Осмотревшись, Татьяна действительно видит, что каша уже вся в самом деле, но ее нисколько не печалит это обстоятельство. Ее до того ошеломили жирные щи и жирнейшая солонина, со слабым подобием которой она во все продолжение своей сельской жизни знакомилась только по Рождествам да по Святым, что Татьяна едва настолько может работать своей победной головой, чтобы хоть немного удивиться складным разговорам шутливого соседа. Неудержно клонит ее к сладкому сну, в первый раз попробованная, купецкая трапеза, – лупит баба свои большие серые глаза, стараясь не показаться соней, лупит и ничего не видит, прислушивается ко всему самым внимательным манером и ничего не слышит.
– Что ты, словно идол какой, из стороны в сторону мечешься, а настоящего дела не делаешь, дура ты эдакая деревенская, неповитая! – кричит на нее грозный хозяйский голос. – Ну, куда тебя черти несут?
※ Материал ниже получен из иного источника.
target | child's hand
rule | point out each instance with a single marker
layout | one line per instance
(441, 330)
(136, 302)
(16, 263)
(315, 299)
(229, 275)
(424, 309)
Я тебе велел самовар ставить, а тебя шуты-то на погребицу[18 - Погребица – погреб при городской усадьбе.] поволокли.
«О Господи! – потихоньку творит молитву сельская дура в своем сонном бодрствовании. – Ничего-то я, грешная, не слышу. Вот они враги-то где сильные! Не то, что по селам…»
Точильщик ножей. Москва. Открытка начала XX в. изд. «Шерер, Набгольц и К?». Частная коллекция
Наконец, оставшийся от хозяев чай прогоняет сон кухарки вместе с ее тревожными мыслями. Только в окне неустанно жужжащие мухи чуть-чуть заметно нарушают ту несмущаемую тишину, которая обыкновенно царствует по купеческим кухням в послеобеденное время. Захары все до одного человека разошлись, как они говорят, по своим обязанностям, а хозяйское семейство непробудно спит в прохладных хоромах.
«Ничего в городе жизнь-то!» – думает про себя Татьяна, свободно припоминая в этой тишине, что если первый день ее службы принес ей некоторое огорчение, зато он принес ей и наслаждения, которых она никогда не испытывала в своей убогой сельской жизни.